The GreenCharge project aims to demonstrate how technological solutions and associated business models can be integrated and deployed to overcome barriers in wide-scale adoption of EVs. The three pilot living labs play a central role in this demonstration. GreenCharge empowers cities and municipalities to make the transition to zero emission mobility with innovative business models, technologies and guidelines for cost-efficient and successful deployment and operation of charging infrastructure for EVs. To reach these goals, stakeholders throughout Europe need to be put to action. Their perspectives are crucial in fulfilling the transitioning to zero emission mobility.
To gain insight in stakeholders’ perspective, a targeted study has been conducted on the GreenCharge value chain. The GreenCharge value chain consists of three ‘primary value chains’: Charging, Energy and EV. These primary value chains are supported by funding providers, knowledge providers, regulation providers, and other supporting roles. The stakeholder analysis enables GreenCharge to develop its platform in line with the opinions, needs and expertise of stakeholders in the value chains.

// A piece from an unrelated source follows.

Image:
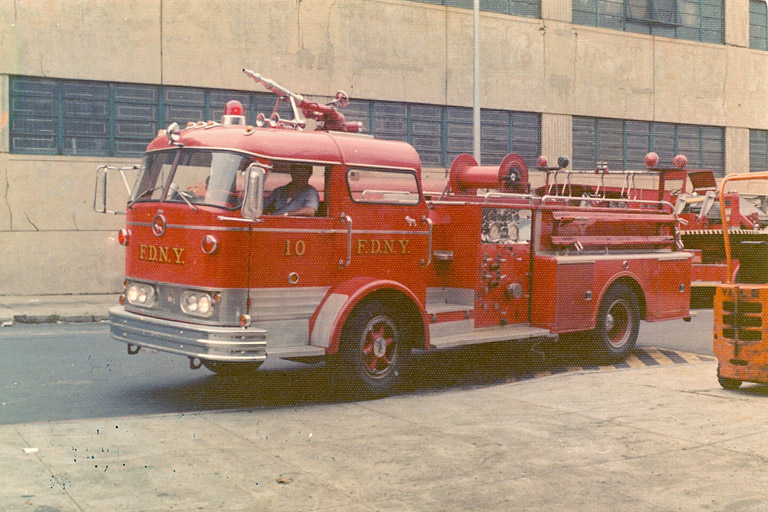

The stakeholder analysis shows that:
• Stakeholders are familiar with energy production and smart charging concepts. However, levels of expertise differ between stakeholder roles.
• Stakeholders have positive attitudes towards the transition to local renewable energy production and smart charging.
• Stakeholders in the primary value chains are concerned with multi-actor provision, charging infrastructure utilisation, effective use of local renewable energy sources, and charging infrastructure investment. Supporting roles are most concerned about charging accessibility, integration, and fairness.
• Stakeholders indicate knowledge providers as the organisation they most often collaborate with. Organisations in the Charging value chain are the least cooperative organisations.
• There are no obstructers in the transition towards the transition to zero emission/sustainable mobility. The supporting roles are regarded sceptic observers, whereas the Charging value chain stakeholders are enthusiastic observers. Stakeholders in the Energy and EV value chain are key enablers in the transition. The statement that there are no obstructers should be further explored during the project because there may be external factors or actors that could form a barrier in the transition.
• There are various projects and organisations in and around the primary value chains which share interest with GreenCharge.
All in all, different stakeholders require different approaches. Therefore, it is important to find the right way in which these stakeholders are engaged. With its communication, dissemination and exploitation, GreenCharge must aim to increase enthusiasm as well as create the feeling of empowerment amongst stakeholders.